“Alone, against the deadly hail of Japanese shells, [Paige] manned his gun, and when it was destroyed, took over another, moving from gun to gun, never ceasing his withering fire against the advancing hordes [of Japanese] until reinforcements finally arrived.”
Today marks the birthday of the U.S. Marine Corps. One man who made the Corps proud that he claimed the title of Marine was Mitchell Paige. Born to Serbian immigrants, his dream was to be a Marine. He ended up in the hell of Guadalcanal during WWII.
Unfortunately, however, during a fight with the Japanese, the machine guns overheated, and the American and Japanese forces were soon fighting a brutal hand-to-hand battle. Following the first attack, the Japanese swept the American left flank. In the dark, Paige suddenly realized he was the only Marine from his company still manning his machine gun line.
Alone, surrounded by a vicious enemy, his gun shot from under him, Paige didn’t back down. US Marine Mitchell Paige was supposed to hold the line, and that’s what he was doing, even with no one else to help him.
History Collection explains, “Paige found himself manning a machine gun position by himself, that was surrounded by an entire Japanese regiment. He kept pouring fire into the enemy, until his machine gun was shot up and put out of action. So he braved heavy fire and broke through enemy lines to a neighboring company.” Paige was facing an estimated 2,500+ Japanese opponents.

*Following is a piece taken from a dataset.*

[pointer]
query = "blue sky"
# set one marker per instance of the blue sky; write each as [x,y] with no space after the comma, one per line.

He found and commandeered a gun from the different company. He also found some riflemen, and in the morning Paige had them fix bayonets and charge the Japanese under heavy fire.
Paige’s last stand found the Marine alternating between four machine guns. When one was out of action, he moved to the next. But that wasn’t all—Paige also charged down a hill to disrupt a Japanese regrouping. And Paige held the line.